В художественной публицистике характеры и судьбы героев — это как бы окна, через которые автор и читатель вместе с ним смотрят в мир, в эпоху… Я хотел бы, чтобы окна в этой книге были чистыми и большими — не узкими старинными бойницами, а современными, в полнеба. Получилось ли? — судить не мне. В одном я уверен, что люблю тех, о ком писал; мое понимание жизни и человека было бы намного беднее, если бы не общение с этими людьми. Они научили меня одной существенной вещи: великие философские вопросы о достижении гармонии между долгом и чувством, мыслью и действием, справедливостью и красотой, повседневностью и высоким смыслом жизни, те самые вопросы, которым посвящены целые библиотеки, могут решаться с непритязательной, неосознающей себя самое мудростью, как нечто само собой разумеющееся людьми, казалось бы, далекими от философии, ни разу, может быть, не раскрывавшими томов Платона и Канта. Образ жизни этих людей в большей степени философский — если понимать философию в первоначальном смысле как любовь к мудрости, — чем образ жизни многих именитых мыслителей. Я вижу в моих героях философов, они давали мне и, надеюсь, дадут читателю бесценные уроки в области мысли и чувства, и действия. Их жизни стоят емких томов, исследующих жизнь. Когда я писал об этих людях, то отстаивал самое для меня дорогое в человеке, в отношении к нему…

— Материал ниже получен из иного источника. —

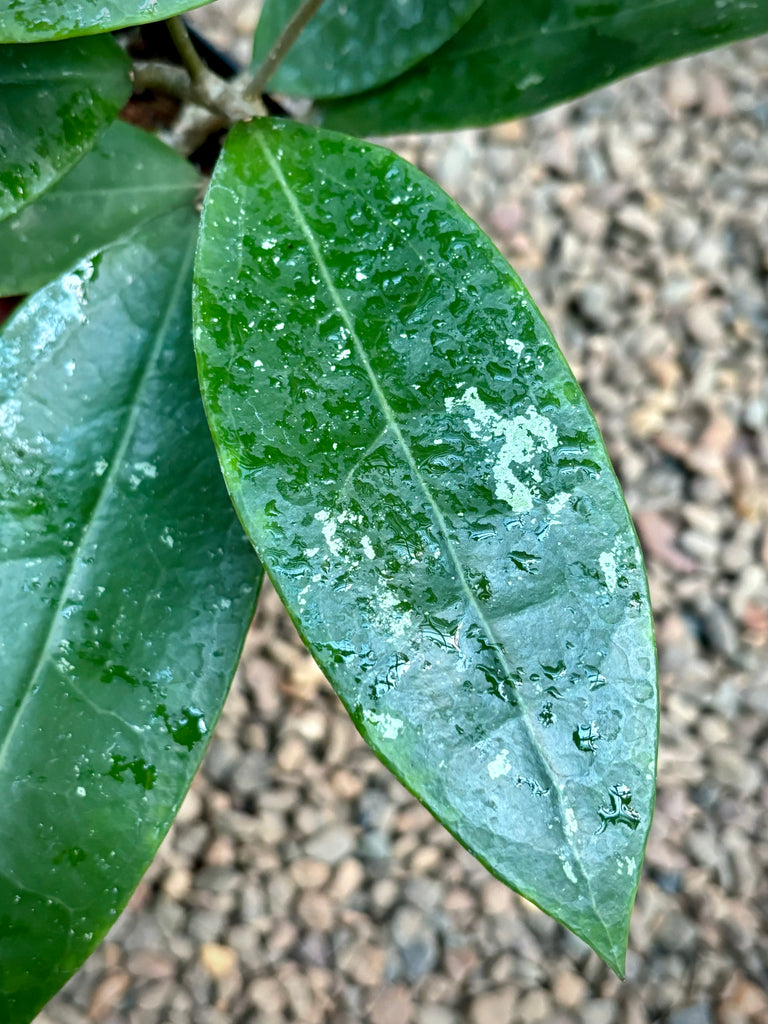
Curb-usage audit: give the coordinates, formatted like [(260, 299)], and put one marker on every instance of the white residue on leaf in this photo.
[(387, 726), (387, 615), (329, 530), (558, 502), (570, 821), (501, 765), (522, 438), (607, 562), (331, 527), (569, 872), (142, 471)]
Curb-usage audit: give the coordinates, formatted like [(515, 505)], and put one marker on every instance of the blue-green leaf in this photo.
[(426, 486), (128, 177), (126, 587), (55, 98)]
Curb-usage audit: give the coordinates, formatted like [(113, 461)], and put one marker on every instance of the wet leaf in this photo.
[(126, 586), (514, 58), (35, 20), (351, 45), (128, 177), (429, 492), (54, 99)]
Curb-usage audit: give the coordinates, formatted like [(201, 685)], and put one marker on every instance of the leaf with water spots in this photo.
[(428, 489), (36, 20), (128, 176), (55, 98), (351, 45), (513, 58), (127, 586)]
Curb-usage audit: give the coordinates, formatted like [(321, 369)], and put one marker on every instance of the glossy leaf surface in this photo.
[(127, 587), (427, 487), (54, 99), (128, 177), (351, 45), (36, 20), (516, 57)]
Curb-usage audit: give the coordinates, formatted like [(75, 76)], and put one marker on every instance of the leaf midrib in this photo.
[(524, 37), (388, 414), (109, 478)]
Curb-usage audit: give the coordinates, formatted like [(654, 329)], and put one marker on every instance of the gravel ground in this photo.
[(301, 883)]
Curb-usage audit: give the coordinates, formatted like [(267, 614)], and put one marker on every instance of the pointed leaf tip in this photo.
[(424, 481)]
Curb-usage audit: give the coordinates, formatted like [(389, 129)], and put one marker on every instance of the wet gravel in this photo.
[(301, 883)]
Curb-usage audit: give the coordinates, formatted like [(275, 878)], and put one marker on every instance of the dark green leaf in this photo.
[(429, 492), (36, 20), (351, 45), (514, 58), (54, 99), (126, 588), (128, 177)]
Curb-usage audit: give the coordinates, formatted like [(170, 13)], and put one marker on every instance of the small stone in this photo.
[(251, 773), (599, 1012), (535, 1007), (315, 910), (267, 995), (348, 879), (292, 754), (309, 873), (681, 89), (108, 994), (436, 1015), (497, 898), (494, 1008), (392, 1006), (699, 1013), (569, 989), (217, 960), (365, 964), (331, 844)]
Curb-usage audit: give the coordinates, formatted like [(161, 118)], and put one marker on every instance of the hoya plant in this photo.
[(331, 375)]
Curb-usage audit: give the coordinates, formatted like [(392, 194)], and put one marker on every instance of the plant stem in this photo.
[(189, 56), (280, 48)]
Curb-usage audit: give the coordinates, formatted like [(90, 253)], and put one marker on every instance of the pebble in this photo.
[(332, 844), (493, 1008), (301, 882), (416, 942), (219, 961)]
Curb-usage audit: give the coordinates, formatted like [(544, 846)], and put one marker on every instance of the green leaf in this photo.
[(351, 45), (127, 587), (427, 487), (514, 58), (54, 99), (128, 177), (36, 20)]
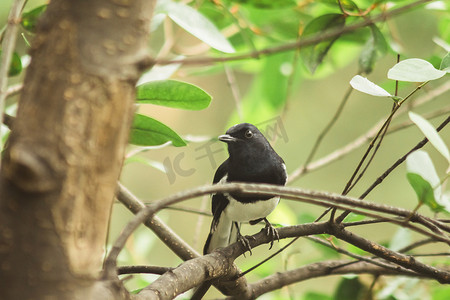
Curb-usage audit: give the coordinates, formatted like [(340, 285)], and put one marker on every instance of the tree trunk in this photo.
[(60, 170)]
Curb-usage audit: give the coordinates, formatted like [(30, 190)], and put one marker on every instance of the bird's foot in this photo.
[(244, 240), (271, 232)]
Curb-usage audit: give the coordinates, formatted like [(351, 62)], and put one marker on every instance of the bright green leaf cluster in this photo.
[(172, 93), (195, 23), (422, 176), (421, 172), (29, 19), (146, 131)]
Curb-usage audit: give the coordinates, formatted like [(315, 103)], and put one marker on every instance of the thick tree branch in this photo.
[(165, 234), (314, 270), (66, 149), (8, 45), (314, 197), (406, 261)]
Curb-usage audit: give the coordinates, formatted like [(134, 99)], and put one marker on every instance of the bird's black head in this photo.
[(245, 137)]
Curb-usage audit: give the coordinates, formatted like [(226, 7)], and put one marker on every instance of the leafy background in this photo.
[(296, 89)]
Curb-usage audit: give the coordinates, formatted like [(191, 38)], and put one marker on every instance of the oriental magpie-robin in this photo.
[(251, 159)]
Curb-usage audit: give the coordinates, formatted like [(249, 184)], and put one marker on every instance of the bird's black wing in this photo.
[(219, 202)]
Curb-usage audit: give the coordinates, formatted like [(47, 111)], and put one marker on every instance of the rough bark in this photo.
[(65, 152)]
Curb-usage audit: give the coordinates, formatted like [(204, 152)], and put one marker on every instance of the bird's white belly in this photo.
[(244, 212)]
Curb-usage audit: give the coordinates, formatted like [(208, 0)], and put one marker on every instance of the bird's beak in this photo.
[(227, 138)]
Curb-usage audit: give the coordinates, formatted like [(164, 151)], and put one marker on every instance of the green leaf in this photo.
[(348, 289), (316, 296), (268, 4), (445, 63), (143, 160), (313, 55), (364, 85), (15, 66), (196, 24), (173, 93), (146, 131), (431, 134), (414, 70), (422, 176), (374, 48), (29, 19)]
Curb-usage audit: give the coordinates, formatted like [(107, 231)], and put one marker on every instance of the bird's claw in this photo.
[(271, 232), (244, 240)]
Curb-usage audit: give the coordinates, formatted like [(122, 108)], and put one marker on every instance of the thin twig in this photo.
[(393, 167), (369, 260), (370, 134), (122, 270), (231, 79), (326, 199)]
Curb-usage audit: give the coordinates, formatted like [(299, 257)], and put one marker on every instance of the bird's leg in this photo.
[(244, 239), (271, 231)]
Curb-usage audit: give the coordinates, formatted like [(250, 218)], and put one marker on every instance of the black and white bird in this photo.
[(253, 160)]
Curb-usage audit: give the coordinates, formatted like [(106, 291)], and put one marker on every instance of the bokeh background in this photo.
[(310, 103)]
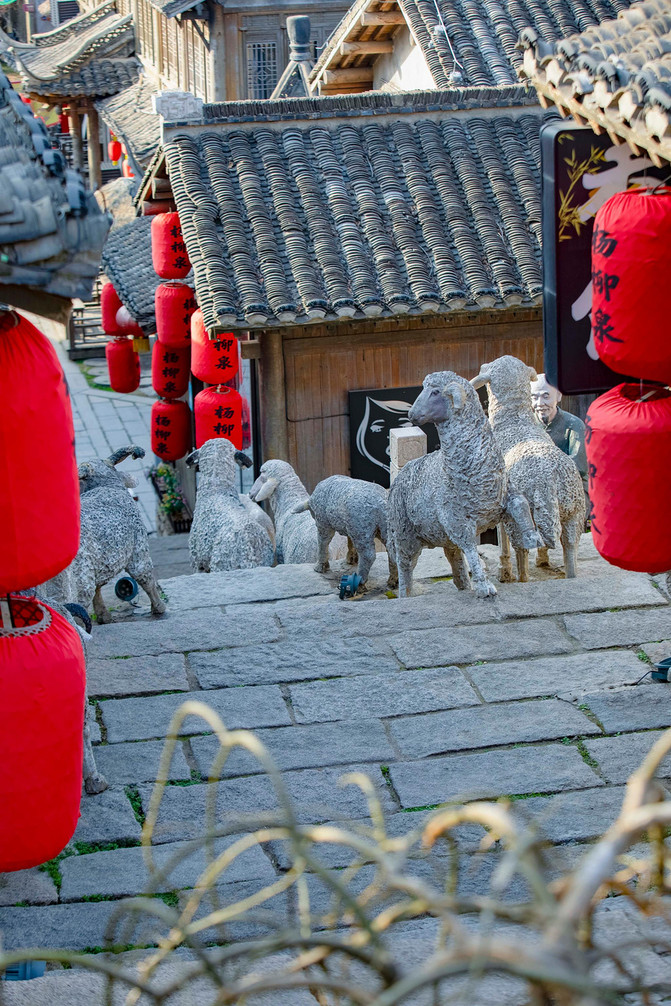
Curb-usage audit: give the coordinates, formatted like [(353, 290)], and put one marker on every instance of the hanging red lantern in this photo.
[(39, 488), (123, 365), (631, 255), (218, 413), (110, 305), (174, 304), (213, 361), (169, 255), (629, 453), (114, 150), (170, 370), (42, 683), (171, 430)]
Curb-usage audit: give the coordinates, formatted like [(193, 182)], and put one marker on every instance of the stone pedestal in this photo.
[(405, 444)]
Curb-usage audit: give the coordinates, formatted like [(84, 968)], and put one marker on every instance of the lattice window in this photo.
[(262, 68)]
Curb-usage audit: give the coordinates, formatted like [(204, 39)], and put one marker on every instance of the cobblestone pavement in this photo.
[(442, 696)]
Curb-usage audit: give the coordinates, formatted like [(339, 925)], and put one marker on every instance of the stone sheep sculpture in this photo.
[(449, 497), (296, 533), (543, 474), (229, 531), (356, 509), (113, 538)]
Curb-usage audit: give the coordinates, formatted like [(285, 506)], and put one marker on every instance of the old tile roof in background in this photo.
[(130, 116), (127, 263), (101, 35), (616, 75), (366, 212), (51, 229), (473, 42)]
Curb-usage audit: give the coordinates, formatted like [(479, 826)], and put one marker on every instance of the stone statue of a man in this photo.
[(566, 431)]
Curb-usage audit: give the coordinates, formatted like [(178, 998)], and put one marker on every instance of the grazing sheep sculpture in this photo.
[(228, 531), (296, 533), (449, 497), (356, 509), (113, 538), (543, 474)]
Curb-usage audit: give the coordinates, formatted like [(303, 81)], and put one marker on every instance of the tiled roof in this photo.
[(100, 34), (616, 75), (471, 42), (366, 212), (130, 117), (127, 263), (51, 229)]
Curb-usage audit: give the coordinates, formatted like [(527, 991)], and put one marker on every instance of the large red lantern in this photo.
[(169, 255), (123, 365), (213, 361), (170, 370), (171, 430), (174, 304), (110, 306), (39, 489), (42, 683), (631, 257), (629, 453), (218, 413)]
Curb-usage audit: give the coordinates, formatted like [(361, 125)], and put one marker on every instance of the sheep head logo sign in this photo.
[(371, 415)]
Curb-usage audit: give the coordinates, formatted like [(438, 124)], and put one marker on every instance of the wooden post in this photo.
[(75, 133), (95, 172), (273, 397)]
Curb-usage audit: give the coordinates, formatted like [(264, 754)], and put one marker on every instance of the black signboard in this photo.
[(371, 415), (580, 172)]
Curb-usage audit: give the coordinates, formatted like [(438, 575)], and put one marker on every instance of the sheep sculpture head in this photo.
[(216, 461), (444, 394)]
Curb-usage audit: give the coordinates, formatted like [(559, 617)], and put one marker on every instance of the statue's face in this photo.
[(544, 399)]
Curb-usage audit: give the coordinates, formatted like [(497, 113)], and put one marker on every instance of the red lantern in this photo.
[(42, 681), (169, 255), (629, 454), (213, 361), (171, 430), (174, 304), (631, 256), (218, 413), (110, 305), (39, 488), (114, 150), (123, 365), (170, 370)]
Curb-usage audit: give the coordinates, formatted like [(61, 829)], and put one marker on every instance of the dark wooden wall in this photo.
[(323, 363)]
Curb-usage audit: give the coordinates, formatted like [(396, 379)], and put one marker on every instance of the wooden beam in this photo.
[(372, 18), (365, 48), (353, 74)]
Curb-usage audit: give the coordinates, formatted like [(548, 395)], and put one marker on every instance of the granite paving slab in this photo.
[(137, 675), (381, 695), (142, 718), (33, 886), (293, 660), (206, 629), (569, 675), (638, 707), (139, 762), (492, 774), (304, 747), (107, 817), (439, 647), (609, 629), (315, 794), (205, 590), (619, 757), (125, 871), (488, 726)]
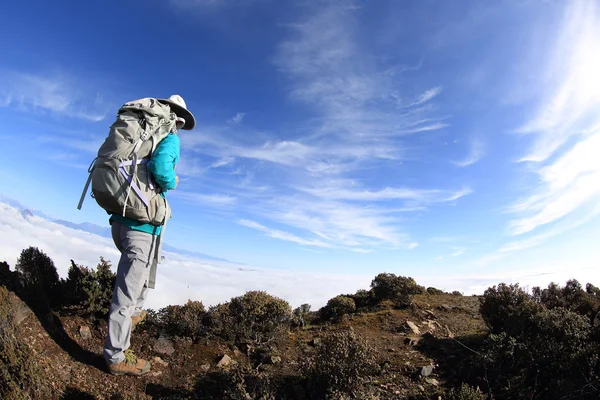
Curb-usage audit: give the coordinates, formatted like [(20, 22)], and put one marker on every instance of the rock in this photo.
[(205, 367), (159, 361), (413, 327), (22, 312), (412, 340), (426, 370), (225, 361), (275, 359), (85, 332), (246, 348), (432, 381), (164, 346)]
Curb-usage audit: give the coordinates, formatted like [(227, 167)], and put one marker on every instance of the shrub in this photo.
[(558, 338), (434, 291), (90, 289), (39, 275), (300, 315), (239, 383), (545, 342), (507, 308), (466, 392), (572, 296), (183, 320), (255, 316), (363, 299), (20, 375), (388, 286), (218, 322), (337, 307), (340, 366)]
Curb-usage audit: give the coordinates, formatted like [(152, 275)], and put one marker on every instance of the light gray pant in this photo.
[(131, 288)]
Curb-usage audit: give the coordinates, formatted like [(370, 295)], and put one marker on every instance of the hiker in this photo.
[(138, 221)]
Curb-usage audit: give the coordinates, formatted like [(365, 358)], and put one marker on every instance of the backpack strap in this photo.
[(87, 183)]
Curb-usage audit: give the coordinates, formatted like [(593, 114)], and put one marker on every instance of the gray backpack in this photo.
[(122, 163)]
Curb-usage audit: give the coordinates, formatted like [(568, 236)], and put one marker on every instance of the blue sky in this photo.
[(423, 138)]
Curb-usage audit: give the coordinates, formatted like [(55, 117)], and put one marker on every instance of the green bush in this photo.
[(90, 289), (39, 275), (507, 308), (339, 367), (255, 316), (301, 315), (571, 296), (545, 341), (238, 383), (20, 375), (337, 307), (466, 392), (388, 286), (185, 321), (363, 299), (434, 291)]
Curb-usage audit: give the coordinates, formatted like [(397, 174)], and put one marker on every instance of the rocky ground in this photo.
[(417, 349)]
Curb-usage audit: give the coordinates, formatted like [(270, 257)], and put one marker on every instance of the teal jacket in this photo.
[(162, 167)]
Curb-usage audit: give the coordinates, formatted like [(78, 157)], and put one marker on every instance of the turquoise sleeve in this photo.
[(163, 162)]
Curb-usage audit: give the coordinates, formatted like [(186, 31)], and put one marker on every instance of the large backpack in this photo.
[(121, 166)]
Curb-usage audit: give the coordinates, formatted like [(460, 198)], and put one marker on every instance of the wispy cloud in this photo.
[(564, 155), (237, 118), (476, 152), (358, 126), (54, 94), (417, 195), (215, 200), (277, 234), (426, 96), (456, 251)]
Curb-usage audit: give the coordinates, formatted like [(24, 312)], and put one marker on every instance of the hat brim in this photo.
[(190, 121)]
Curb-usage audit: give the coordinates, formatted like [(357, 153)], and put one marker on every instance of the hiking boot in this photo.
[(136, 319), (131, 365)]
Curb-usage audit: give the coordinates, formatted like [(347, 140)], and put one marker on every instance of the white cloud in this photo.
[(277, 234), (237, 118), (570, 105), (456, 251), (55, 94), (566, 130), (216, 200), (567, 184), (209, 281), (426, 96), (476, 151), (358, 126), (418, 195)]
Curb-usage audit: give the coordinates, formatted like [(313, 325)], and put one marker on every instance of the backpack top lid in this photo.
[(178, 106)]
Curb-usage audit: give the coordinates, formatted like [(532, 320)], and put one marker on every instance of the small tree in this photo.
[(339, 367), (256, 316), (337, 307), (183, 320), (388, 286), (90, 289), (300, 315), (39, 274)]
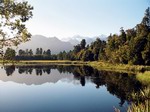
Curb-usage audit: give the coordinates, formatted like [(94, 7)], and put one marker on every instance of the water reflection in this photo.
[(121, 85)]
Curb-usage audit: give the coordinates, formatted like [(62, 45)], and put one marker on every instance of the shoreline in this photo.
[(95, 64)]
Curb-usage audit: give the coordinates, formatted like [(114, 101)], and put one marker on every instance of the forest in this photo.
[(131, 46)]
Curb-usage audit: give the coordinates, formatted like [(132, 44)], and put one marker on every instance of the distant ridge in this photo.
[(52, 43)]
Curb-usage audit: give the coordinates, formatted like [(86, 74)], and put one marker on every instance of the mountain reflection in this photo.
[(119, 84)]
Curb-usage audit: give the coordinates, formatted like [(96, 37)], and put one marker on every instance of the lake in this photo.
[(54, 88)]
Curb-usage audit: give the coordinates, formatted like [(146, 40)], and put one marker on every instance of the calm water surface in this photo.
[(64, 89)]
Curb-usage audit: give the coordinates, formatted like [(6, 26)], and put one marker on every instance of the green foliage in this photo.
[(13, 15), (9, 54)]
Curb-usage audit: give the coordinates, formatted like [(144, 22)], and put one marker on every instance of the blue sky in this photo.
[(66, 18)]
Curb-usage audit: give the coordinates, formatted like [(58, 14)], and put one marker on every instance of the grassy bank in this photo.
[(96, 64), (144, 77)]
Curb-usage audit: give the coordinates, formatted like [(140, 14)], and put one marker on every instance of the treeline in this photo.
[(129, 47), (40, 54)]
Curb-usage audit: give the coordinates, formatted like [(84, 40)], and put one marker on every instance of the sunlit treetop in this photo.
[(13, 15)]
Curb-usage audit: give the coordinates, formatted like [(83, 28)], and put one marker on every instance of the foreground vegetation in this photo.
[(144, 77)]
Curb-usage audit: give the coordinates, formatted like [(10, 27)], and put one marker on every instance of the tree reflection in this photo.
[(121, 85), (9, 70)]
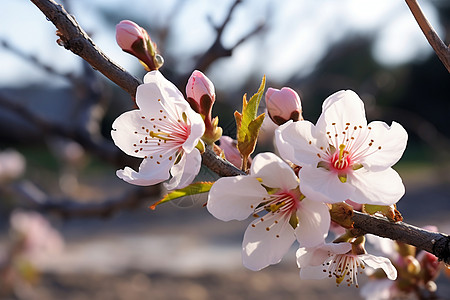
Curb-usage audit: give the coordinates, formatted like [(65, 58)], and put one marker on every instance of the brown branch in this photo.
[(436, 243), (217, 49), (442, 51), (73, 38), (433, 242)]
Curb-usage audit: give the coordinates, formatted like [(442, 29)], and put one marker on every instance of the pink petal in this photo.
[(299, 142), (339, 109), (392, 142), (318, 184), (149, 172), (262, 247), (376, 262), (273, 171), (314, 223), (123, 131), (316, 256), (184, 172), (235, 198)]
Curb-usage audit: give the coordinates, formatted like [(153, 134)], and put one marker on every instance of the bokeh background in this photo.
[(57, 157)]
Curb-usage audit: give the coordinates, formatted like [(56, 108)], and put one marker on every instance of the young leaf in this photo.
[(192, 189), (248, 123)]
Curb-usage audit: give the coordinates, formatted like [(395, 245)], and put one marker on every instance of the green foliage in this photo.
[(248, 123), (192, 189)]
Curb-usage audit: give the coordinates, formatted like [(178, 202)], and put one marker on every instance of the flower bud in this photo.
[(229, 148), (283, 105), (135, 40), (127, 33), (200, 92)]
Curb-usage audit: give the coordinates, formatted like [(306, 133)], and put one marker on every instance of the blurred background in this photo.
[(69, 228)]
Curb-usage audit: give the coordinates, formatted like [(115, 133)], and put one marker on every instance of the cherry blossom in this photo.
[(328, 260), (164, 131), (342, 157), (271, 194)]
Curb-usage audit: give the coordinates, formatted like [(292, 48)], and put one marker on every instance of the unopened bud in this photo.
[(135, 40), (283, 105), (127, 33), (229, 148), (200, 92)]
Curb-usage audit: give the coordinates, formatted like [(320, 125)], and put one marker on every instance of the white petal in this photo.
[(321, 185), (149, 172), (273, 171), (235, 198), (313, 272), (379, 289), (123, 133), (380, 262), (314, 223), (262, 247), (197, 129), (378, 188), (162, 87), (299, 142), (317, 255), (341, 108), (392, 141), (184, 172)]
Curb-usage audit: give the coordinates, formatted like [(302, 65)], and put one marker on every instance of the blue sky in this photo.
[(299, 32)]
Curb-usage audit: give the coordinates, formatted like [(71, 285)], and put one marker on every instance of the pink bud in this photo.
[(127, 33), (283, 105), (197, 87)]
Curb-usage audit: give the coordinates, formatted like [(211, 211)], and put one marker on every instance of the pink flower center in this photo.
[(343, 267), (162, 135)]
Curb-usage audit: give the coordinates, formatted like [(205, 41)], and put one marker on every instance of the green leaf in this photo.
[(248, 122), (192, 189)]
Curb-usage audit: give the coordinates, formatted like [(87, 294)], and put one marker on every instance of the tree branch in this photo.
[(73, 38), (436, 243), (442, 51)]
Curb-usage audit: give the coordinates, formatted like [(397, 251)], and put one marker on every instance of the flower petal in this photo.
[(123, 133), (378, 188), (197, 128), (235, 198), (184, 172), (339, 109), (316, 256), (262, 247), (392, 142), (273, 171), (314, 223), (150, 172), (313, 272), (380, 262), (318, 184), (299, 143), (379, 289)]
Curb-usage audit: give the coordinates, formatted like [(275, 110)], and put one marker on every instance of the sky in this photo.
[(298, 34)]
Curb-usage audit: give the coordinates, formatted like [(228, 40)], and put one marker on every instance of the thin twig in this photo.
[(217, 49), (442, 51), (73, 38), (437, 244)]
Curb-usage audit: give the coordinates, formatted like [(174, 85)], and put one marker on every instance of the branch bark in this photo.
[(442, 51), (435, 243), (75, 39)]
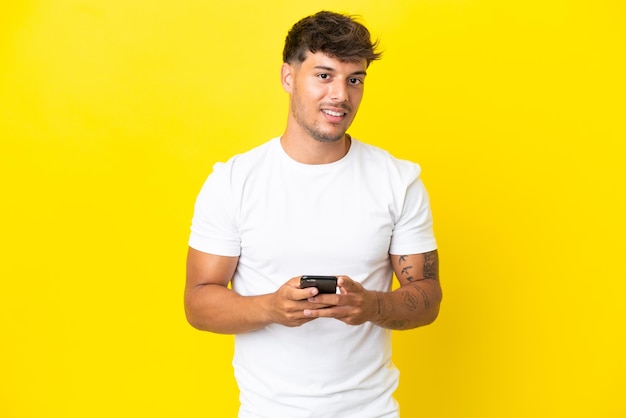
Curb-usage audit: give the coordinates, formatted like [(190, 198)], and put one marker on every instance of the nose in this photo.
[(338, 91)]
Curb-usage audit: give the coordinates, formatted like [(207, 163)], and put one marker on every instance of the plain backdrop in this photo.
[(112, 114)]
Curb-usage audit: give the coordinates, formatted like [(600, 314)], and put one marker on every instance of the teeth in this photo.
[(333, 113)]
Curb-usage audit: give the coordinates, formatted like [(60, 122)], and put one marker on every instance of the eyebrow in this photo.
[(330, 69)]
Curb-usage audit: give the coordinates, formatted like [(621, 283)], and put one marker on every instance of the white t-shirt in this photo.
[(285, 219)]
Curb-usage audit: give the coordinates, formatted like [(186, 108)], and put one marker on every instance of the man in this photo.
[(314, 201)]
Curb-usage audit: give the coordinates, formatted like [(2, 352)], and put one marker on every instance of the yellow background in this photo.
[(113, 112)]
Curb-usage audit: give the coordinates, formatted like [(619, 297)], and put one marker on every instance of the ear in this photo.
[(287, 77)]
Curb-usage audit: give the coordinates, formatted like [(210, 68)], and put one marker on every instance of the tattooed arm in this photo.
[(413, 304), (416, 302)]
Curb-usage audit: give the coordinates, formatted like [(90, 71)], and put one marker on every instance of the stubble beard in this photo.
[(312, 129)]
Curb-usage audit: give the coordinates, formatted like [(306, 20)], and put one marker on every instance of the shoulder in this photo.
[(378, 159), (242, 164)]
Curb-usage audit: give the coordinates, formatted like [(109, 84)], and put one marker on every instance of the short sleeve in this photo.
[(413, 231), (214, 227)]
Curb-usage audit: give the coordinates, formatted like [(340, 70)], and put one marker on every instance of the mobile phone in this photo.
[(325, 284)]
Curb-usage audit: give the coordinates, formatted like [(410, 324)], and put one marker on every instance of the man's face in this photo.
[(325, 95)]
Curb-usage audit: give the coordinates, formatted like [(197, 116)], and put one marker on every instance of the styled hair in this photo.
[(337, 35)]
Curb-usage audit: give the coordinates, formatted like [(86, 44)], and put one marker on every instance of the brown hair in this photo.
[(339, 36)]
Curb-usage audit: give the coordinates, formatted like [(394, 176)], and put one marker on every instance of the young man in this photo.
[(314, 202)]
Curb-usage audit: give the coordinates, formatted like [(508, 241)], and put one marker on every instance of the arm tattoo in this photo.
[(405, 269), (431, 265), (425, 297)]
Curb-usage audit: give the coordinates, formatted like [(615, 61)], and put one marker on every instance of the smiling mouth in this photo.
[(333, 113)]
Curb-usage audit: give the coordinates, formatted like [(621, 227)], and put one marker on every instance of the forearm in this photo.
[(412, 305), (215, 308)]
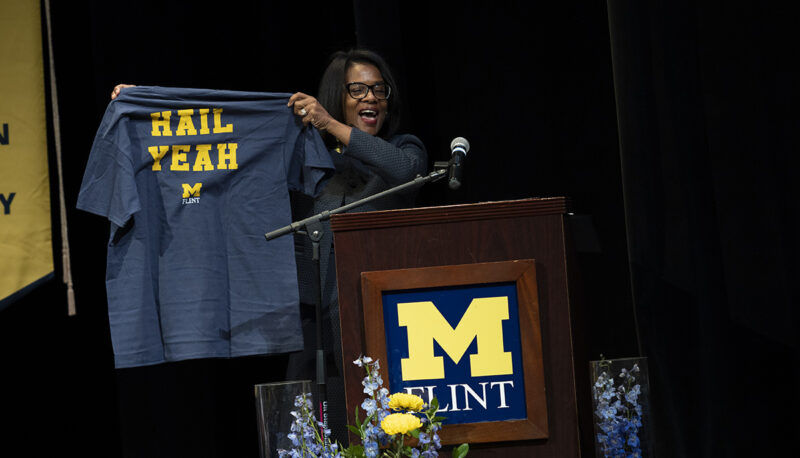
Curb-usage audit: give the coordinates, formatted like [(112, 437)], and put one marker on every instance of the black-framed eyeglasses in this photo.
[(360, 90)]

Сам образный строй художественной публицистики не позволяет писателю вести дискуссию открыто. Но я полагаю, что читатель увидел не только в Прологе, но и в последующем, посвященном духовному миру моих героев повествовании, полемику с рационализмом, ограниченно понимающим человека, суживающим «человеческий спектр» до нескольких невзрачных тонов. Конечно, за исключением Пролога, полемика эта была в основном скрытой, я спорил не логическими аргументами, а самими образами героев, тем богатством человеческого мира, к которому они имеют, по-моему, непосредственное отношение. И вот, очертив их характеры и судьбы, я затем и пишу Эпилог, чтобы «тайное» стало явным.
Стендаль говорил: «Мыслить — это страдать». Не устареет ли эта формула завтра? Думаю, не только не устареет, но лишь тогда и станет выражением не частного случая, а мирового закона. Чем гармоничнее развит человек, тем нерасторжимее в нем сердце и ум. Недаром о людях хороших в старину говорили: умное сердце… Говорил это и Лев Толстой о Горьком. Эйнштейн, несомненно, страдал, обдумывая возможности новых великих уравнений, выражающих цельность и красоту мироздания.
Чем больше людей будет мыслить, страдая, тем лучше для человека, для жизни…
— Но что это с автором! — воскликнет, возможно, читатель. — Стоит ли в наш век могущества мысли, меняющей облик планеты, защищать… мысль!? Причем тут Стендаль с его формулой?!
Помните «Мысль» Родена? Эту женскую наклоненную к земле голову в старомодном уборе на большом, кажущемся надмирным камне? Выражение полной отчужденности и сосредоточенной печали на истончившемся и тоже будто бы надмирном лице? Похожа она, эта женщина, на добрую волшебницу, которая покидает землю, убедившись в тщетности попыток осчастливить людей. Если же говорить о восприятии более современном, то, может быть, это героиня Станислава Лема, улетающая с земли, чтобы вернуться, когда умрут даже внуки тех, кого она сейчас любит?
— Волшебница? Лем? Это все сентиментальная метафизика! — рассмеялся молодой поэт, с которым я был на выставке Родена. — Хотите узнать, почему она печальна? Она видит, как но земле расстилается ее собственная тень — рационализм!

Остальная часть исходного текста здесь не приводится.